I have a tendency to sound sententious. Forgive me.
My generation, and all those proceeding mine, have me embarrassed. I have been born into a time and place where people are no longer hungry to survive, nor are they hungry to thrive. The great majority of my peers are no longer hungry. What scintilla of hunger remains is reserved for idleness. They are pathetic, passive, consumers, hungry for leisure and ease.
Daily I delve into a commotion circulating society, void of zest, void of passion, void of purpose.
Advertising, academics , entertainment, all woo the willful intellect into a lullaby, a deep slumbering recant.
Our lives are not our own. We have lost ourselves, our traditions, our roots, our history and heritage, to the media, to the experts. We are no longer fit to brave life’s excursions without a guiding figure. Uncharted territories exist in a space beyond us and our imagination. We are not fit for such adventure. So we suspend the will to live, forfeit the alms for something greater. Where bridges would be, we spend our lives building walls and cling to our emaciated dreams.
There is no personal history, no family, no origin. We are nationals, Americans, raised by television, the Internet, our schools, our jobs. Starved of new light, our conscience shirks in the penumbra. We are drones.
How do you wake up a nation cultivating and perpetuating its own poison? How do you lay claim to an intellect defined: circumscribed and standardized. What is will? what is freedom? Notions lost to the strong and gifted, a chance missed by all but a few.
In a word, Emerson said ‘A man is what he thinks about all day long.’
Given this description, what state do we find ourselves?
I talk to young minds who have never developed the ability to question. They never ask whether they are on the right path, whether their beliefs are toxic delusions, whether their behaviors and habits will reap negative consequences, or consequences at all.
What becomes of a man who does the minimum in school to get by, who watches TV in his free time, who absorbs societies prescriptions for his health, wealth, future, happiness? Four hours of TV a day? Six hours of TV? Never mind the trash, the propaganda, celebrated on television as glorified miscreants who are impoverished in spirit. Hours of mindless internet surfing? Playing mindless video-games that envelope the consciousness, sucking its attention into a digital world of no consequence?
What will become of our future leaders? Who will follow them?
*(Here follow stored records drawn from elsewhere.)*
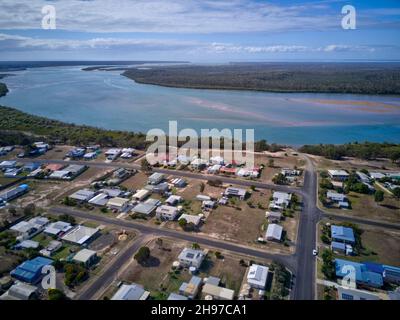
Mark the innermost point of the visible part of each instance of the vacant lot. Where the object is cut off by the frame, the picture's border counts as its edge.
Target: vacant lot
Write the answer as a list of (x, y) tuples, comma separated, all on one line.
[(137, 181), (364, 206)]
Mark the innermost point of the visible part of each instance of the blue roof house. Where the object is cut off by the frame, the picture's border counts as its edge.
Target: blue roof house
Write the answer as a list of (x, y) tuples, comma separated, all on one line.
[(30, 271), (362, 274), (342, 234)]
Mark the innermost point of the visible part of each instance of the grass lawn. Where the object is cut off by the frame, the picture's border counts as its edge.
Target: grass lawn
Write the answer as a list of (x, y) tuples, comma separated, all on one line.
[(364, 206)]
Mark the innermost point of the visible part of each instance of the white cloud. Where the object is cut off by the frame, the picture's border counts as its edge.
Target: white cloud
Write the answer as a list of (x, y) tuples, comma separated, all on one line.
[(18, 43), (166, 16)]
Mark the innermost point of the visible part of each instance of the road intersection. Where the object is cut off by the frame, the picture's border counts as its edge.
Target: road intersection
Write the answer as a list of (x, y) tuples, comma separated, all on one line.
[(302, 263)]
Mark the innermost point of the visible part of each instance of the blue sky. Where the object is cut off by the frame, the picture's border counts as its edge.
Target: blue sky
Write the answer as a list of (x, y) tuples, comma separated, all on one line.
[(199, 31)]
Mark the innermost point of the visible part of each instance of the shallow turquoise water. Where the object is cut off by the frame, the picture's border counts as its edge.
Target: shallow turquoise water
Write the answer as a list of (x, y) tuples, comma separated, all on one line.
[(109, 100)]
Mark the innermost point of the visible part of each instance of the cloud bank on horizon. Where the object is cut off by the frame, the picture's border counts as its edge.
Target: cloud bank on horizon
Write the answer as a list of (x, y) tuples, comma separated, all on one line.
[(199, 30)]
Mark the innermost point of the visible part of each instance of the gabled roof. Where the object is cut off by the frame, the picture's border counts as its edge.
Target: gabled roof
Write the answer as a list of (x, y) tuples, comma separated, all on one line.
[(342, 233)]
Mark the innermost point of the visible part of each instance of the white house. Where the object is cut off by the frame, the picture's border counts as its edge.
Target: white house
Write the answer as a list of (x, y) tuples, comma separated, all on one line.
[(167, 212), (339, 175), (131, 292), (117, 203), (191, 219), (141, 194), (191, 258), (257, 276), (274, 232)]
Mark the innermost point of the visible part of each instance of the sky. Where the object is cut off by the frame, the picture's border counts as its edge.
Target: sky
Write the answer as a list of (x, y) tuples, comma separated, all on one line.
[(200, 30)]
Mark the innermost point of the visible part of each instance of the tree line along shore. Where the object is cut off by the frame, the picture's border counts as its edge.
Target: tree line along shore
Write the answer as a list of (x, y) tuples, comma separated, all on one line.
[(345, 78), (20, 128)]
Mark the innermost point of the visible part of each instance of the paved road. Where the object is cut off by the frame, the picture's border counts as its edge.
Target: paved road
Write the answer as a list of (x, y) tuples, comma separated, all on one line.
[(109, 274), (304, 288), (302, 263), (178, 173), (190, 237)]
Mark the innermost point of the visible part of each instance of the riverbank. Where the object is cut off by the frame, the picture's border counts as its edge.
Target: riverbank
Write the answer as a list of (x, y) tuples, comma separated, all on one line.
[(344, 78)]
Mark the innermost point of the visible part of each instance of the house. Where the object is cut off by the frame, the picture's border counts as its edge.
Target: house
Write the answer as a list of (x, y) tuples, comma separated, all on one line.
[(342, 248), (30, 271), (12, 173), (179, 183), (8, 164), (363, 177), (246, 172), (82, 195), (362, 274), (80, 235), (345, 293), (217, 292), (274, 232), (112, 192), (217, 160), (273, 216), (339, 198), (35, 173), (118, 203), (208, 205), (183, 159), (290, 172), (191, 258), (227, 170), (113, 154), (190, 289), (214, 168), (75, 170), (60, 175), (167, 212), (90, 156), (131, 292), (281, 199), (342, 234), (27, 244), (76, 153), (175, 296), (173, 200), (235, 192), (146, 207), (338, 175), (156, 178), (54, 167), (120, 173), (191, 219), (377, 175), (51, 248), (85, 256), (30, 228), (141, 194), (389, 273), (160, 188), (198, 163), (100, 200), (257, 276), (20, 291), (202, 197), (14, 192)]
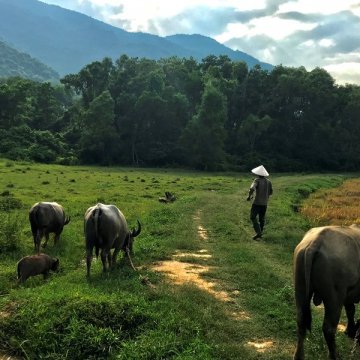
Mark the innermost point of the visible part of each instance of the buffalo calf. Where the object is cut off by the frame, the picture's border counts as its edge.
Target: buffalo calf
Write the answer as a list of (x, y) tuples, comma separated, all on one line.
[(35, 265)]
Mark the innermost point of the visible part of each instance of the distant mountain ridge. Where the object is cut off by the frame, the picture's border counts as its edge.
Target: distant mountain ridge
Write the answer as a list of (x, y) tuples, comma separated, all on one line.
[(66, 40), (15, 63)]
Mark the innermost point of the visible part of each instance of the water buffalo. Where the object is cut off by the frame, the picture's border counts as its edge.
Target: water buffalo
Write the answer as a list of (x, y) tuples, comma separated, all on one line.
[(327, 270), (45, 218), (35, 265), (105, 228)]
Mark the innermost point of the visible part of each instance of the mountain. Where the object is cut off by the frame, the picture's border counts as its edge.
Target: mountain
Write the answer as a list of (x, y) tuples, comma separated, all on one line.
[(66, 40), (15, 63)]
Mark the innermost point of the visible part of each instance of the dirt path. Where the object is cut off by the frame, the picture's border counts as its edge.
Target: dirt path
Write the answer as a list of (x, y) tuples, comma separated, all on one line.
[(180, 273)]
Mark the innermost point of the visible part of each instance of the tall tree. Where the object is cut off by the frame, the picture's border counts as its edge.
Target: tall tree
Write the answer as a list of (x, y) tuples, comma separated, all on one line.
[(99, 138), (203, 138)]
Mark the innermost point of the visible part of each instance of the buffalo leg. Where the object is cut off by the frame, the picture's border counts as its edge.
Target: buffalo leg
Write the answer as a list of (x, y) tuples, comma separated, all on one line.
[(88, 261), (331, 320), (350, 314), (301, 334), (114, 256), (38, 241), (104, 254), (57, 237), (46, 239), (109, 260)]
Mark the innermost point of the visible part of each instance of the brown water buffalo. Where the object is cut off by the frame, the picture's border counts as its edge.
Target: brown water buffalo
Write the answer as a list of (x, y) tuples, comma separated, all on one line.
[(35, 265), (45, 218), (327, 270), (105, 228)]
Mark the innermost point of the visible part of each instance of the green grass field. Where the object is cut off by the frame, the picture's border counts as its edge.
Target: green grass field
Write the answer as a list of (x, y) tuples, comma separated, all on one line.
[(246, 311)]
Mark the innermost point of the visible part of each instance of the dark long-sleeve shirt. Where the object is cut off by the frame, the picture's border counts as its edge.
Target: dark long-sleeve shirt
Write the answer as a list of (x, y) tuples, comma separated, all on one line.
[(263, 189)]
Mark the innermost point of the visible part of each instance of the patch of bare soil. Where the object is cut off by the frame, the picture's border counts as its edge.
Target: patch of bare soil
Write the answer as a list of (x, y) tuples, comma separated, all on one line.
[(261, 346), (202, 232), (181, 273), (8, 357)]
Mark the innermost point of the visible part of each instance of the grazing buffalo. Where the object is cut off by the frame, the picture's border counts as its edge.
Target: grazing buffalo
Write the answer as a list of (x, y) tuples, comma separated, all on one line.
[(106, 228), (327, 270), (35, 265), (45, 218)]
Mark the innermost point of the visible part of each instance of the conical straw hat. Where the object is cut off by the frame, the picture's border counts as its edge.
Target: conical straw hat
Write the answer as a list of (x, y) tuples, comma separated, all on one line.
[(260, 171)]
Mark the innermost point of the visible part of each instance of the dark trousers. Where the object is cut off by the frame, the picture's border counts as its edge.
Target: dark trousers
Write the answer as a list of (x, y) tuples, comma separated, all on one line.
[(258, 210)]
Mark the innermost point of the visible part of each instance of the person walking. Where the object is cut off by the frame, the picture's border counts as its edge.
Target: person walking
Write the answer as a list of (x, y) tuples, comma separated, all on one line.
[(263, 189)]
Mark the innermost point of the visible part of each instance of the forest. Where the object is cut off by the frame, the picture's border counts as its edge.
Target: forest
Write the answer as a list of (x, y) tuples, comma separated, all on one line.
[(212, 115)]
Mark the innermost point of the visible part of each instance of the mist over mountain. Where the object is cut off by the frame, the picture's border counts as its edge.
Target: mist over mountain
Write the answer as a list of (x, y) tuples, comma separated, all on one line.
[(66, 40), (15, 63)]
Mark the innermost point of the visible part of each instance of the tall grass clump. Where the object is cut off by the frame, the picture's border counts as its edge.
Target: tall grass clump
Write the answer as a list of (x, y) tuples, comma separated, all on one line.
[(10, 233)]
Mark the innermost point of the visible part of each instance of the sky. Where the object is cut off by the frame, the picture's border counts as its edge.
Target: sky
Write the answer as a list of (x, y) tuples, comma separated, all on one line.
[(309, 33)]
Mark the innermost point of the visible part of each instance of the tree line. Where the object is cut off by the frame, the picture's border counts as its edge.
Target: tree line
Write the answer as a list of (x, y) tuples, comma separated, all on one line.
[(216, 114)]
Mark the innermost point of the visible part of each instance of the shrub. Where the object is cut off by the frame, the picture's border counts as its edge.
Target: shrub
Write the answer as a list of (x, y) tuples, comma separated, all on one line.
[(9, 202)]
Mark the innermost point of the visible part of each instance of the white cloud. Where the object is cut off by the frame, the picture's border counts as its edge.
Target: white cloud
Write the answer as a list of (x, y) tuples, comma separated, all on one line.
[(296, 33)]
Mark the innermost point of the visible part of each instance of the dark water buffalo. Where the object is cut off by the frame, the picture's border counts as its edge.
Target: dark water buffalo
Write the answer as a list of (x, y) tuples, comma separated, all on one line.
[(45, 218), (327, 270), (106, 228), (35, 265)]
The zombie fascination is a prescient of our future condition.
TV, Mass media, even the beloved science community, has led us to believe a lie. Everywhere we move but rarely do we progress. We adorn our external lives with material fixtures that fade with the fads. Never to do we exercise reflection to look within, to ratiocinate about the barren pallid walls of our world, home to the human spirit, private to us. Instead we chain ourselves to the flux of the masses, the appeal and approval, and overlook the function, the utility of our laboring aims.
Time has become an inconvenience, not because we have so little time, but because we have too much.
I despise the corpulence, the venery, the stolid and dull, all foibles born out of the American malaise.
We need to grow radical. We need to act now, but within. Our fight should exist internally and should be waged endlessly in the name of freedom and imagination, of humanity.